AICPA committee seeks private company relief from some elements of revenue standard

By Ken Tysiac

An AICPA committee has asked FASB to provide relief for private companies and certain conduit debt obligors from some elements of the new revenue recognition standard.

In a letter to FASB dated Jan. 17, the AICPA Private Companies Practice Section Technical Issues Committee (TIC) wrote that certain recognition and measurement decisions were made during the standard’s development before the Private Company Council (PCC) was created.
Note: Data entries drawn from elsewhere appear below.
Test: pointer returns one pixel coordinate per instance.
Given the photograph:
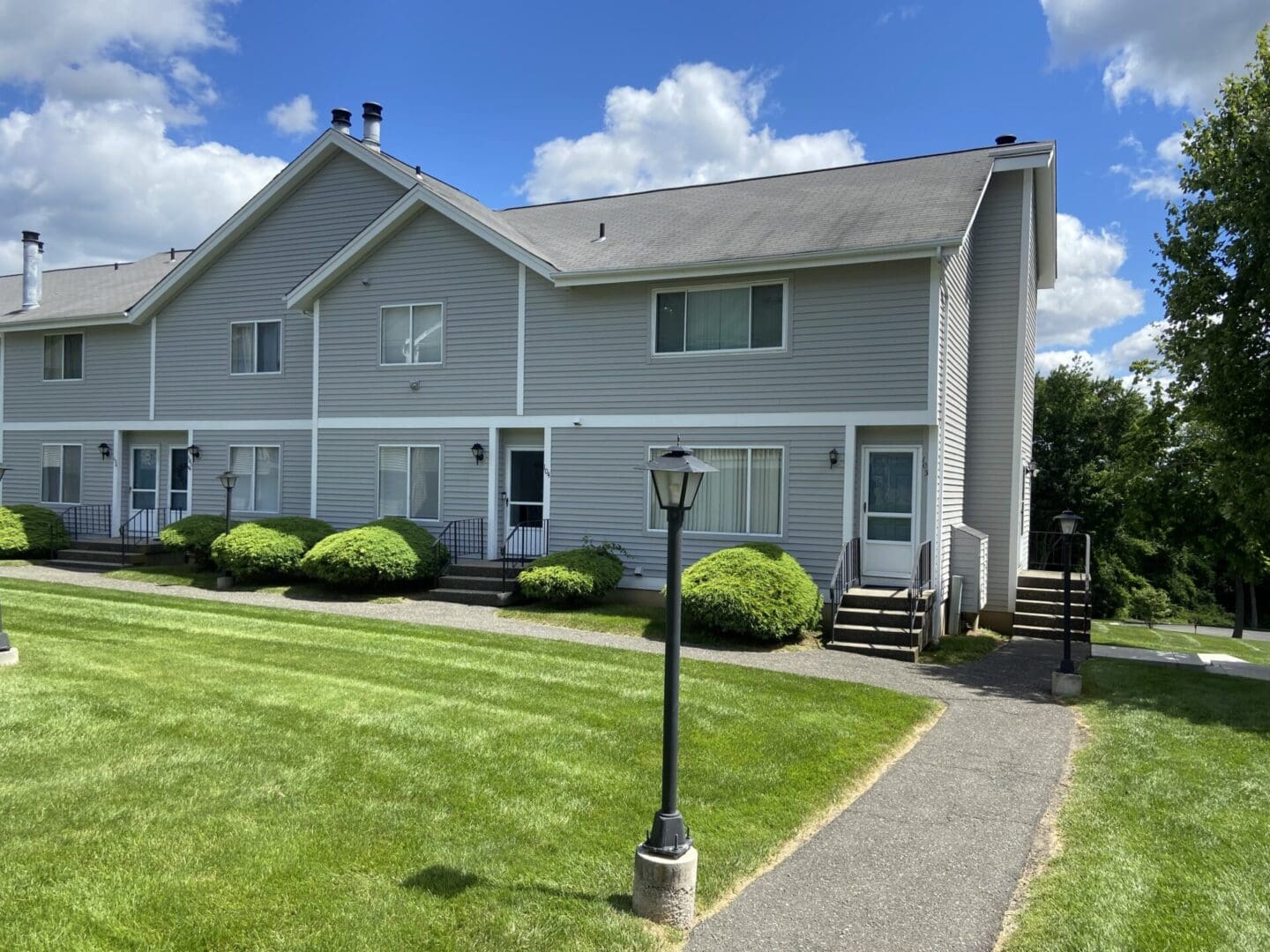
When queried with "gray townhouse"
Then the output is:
(851, 348)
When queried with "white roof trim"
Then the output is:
(260, 205)
(419, 197)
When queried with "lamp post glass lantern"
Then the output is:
(1067, 522)
(677, 476)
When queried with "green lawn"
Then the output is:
(188, 775)
(959, 649)
(1161, 640)
(638, 621)
(1166, 831)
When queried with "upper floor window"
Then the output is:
(410, 334)
(61, 471)
(64, 357)
(410, 481)
(739, 317)
(256, 346)
(259, 479)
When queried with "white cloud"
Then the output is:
(294, 118)
(1174, 51)
(1087, 294)
(698, 126)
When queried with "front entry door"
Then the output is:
(526, 532)
(889, 512)
(144, 493)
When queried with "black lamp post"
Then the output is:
(228, 480)
(677, 476)
(1067, 524)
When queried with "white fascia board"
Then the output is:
(744, 265)
(260, 205)
(418, 198)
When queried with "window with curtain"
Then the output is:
(742, 499)
(256, 346)
(744, 317)
(410, 482)
(410, 334)
(61, 470)
(259, 479)
(64, 357)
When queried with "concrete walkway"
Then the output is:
(1203, 660)
(927, 859)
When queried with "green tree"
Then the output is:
(1214, 276)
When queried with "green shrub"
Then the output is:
(268, 550)
(31, 531)
(572, 576)
(195, 536)
(757, 591)
(386, 553)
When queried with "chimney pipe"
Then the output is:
(372, 115)
(31, 270)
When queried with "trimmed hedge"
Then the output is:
(195, 536)
(572, 576)
(386, 553)
(757, 591)
(31, 531)
(268, 550)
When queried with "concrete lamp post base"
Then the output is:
(666, 888)
(1065, 684)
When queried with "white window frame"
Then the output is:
(64, 378)
(649, 499)
(751, 285)
(256, 348)
(254, 447)
(441, 479)
(412, 306)
(61, 471)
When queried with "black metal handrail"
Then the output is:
(514, 544)
(86, 519)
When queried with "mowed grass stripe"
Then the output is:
(188, 775)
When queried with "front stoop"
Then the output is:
(475, 584)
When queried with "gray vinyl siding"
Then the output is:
(955, 360)
(430, 260)
(295, 446)
(25, 461)
(248, 282)
(859, 340)
(348, 472)
(992, 444)
(600, 489)
(116, 383)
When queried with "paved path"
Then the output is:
(1211, 663)
(927, 859)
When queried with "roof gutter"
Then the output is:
(739, 265)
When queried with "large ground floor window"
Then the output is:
(410, 482)
(742, 499)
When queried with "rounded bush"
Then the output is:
(386, 553)
(268, 550)
(757, 591)
(195, 536)
(31, 531)
(572, 576)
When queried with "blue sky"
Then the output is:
(129, 130)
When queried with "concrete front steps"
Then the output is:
(478, 583)
(875, 622)
(1039, 606)
(101, 555)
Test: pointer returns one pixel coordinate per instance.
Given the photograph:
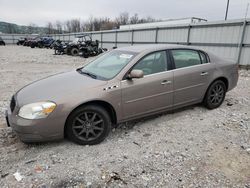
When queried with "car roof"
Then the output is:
(153, 47)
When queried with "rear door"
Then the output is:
(151, 93)
(192, 74)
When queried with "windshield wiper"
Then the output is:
(86, 73)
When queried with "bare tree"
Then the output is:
(122, 19)
(134, 19)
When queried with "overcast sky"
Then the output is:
(40, 12)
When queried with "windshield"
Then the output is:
(110, 64)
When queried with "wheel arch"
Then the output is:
(222, 78)
(107, 106)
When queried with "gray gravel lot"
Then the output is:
(192, 147)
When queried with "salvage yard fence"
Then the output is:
(227, 39)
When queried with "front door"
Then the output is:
(192, 75)
(151, 93)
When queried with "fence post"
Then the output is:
(116, 34)
(188, 35)
(101, 40)
(132, 37)
(156, 34)
(241, 41)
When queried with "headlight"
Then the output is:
(36, 110)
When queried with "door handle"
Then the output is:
(164, 82)
(204, 73)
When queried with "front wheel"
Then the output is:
(88, 125)
(215, 95)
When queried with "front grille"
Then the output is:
(12, 104)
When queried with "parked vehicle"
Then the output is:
(2, 42)
(84, 46)
(121, 85)
(90, 48)
(59, 47)
(29, 41)
(21, 41)
(42, 42)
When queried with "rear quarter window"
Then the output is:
(186, 58)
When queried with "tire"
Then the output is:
(88, 125)
(74, 51)
(215, 95)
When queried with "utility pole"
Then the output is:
(227, 9)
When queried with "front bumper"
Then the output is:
(34, 130)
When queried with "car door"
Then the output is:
(192, 74)
(151, 93)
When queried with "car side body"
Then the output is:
(124, 99)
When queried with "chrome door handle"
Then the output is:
(164, 82)
(204, 73)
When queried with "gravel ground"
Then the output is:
(192, 147)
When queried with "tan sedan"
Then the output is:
(121, 85)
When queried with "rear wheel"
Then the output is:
(88, 125)
(74, 51)
(215, 95)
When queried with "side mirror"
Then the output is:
(135, 74)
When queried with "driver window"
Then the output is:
(152, 63)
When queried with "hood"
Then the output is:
(58, 87)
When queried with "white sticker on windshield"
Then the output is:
(126, 56)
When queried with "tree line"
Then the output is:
(95, 24)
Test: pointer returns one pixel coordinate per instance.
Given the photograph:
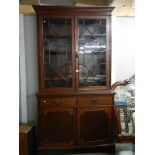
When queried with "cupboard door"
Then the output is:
(93, 52)
(57, 52)
(58, 126)
(94, 125)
The PCC advocates for private companies during FASB’s development of standards and initiates the process of private company GAAP alternatives when necessary. TIC wrote that the magnitude and significance of the new revenue recognition standard warrants consideration of recognition and measurement differences for private companies, as well as the earlier effective date and disclosure differences for certain conduit debt obligors.

TIC requested that FASB:

  • Consider providing implementation guidance and clarity on the issue of the new definition of a contract, which requires organizations to move from considering obligations that are “realizable” to obligations that are “legally enforceable” when recognizing revenue. “There already is diversity in practice on what this means and how to satisfy this requirement,” TIC wrote.
  • Permit private companies to continue to apply, by accounting policy election, the incremental cost method for customer options for additional goods and services that are a material right. Alternatively, TIC recommended that FASB consider allowing private companies to use an exception to disregard performance obligations that are not material in the context of the contract for customer options for additional goods and services that are material rights.
  • Create a practical expedient for private companies to allow short-cycle manufacturing companies to disregard an enforceable right to payment for performance to date in determining whether they must recognize revenue over the life of a contract.
  • Consider a practical expedient to allow private companies to recognize revenue on out-of-pocket costs based on the amount to be reimbursed when the costs are incurred.
  • Reconsider the effective date of the revenue recognition standard for not-for-profit conduit debt obligors, and examine the standard’s disclosure requirements for all conduit debt obligors.

“We do not believe that certain individual requirements … in determination of the amount and timing of revenue to be recognized provide relevant information to users of private company financial statements at a reasonable cost,” TIC wrote.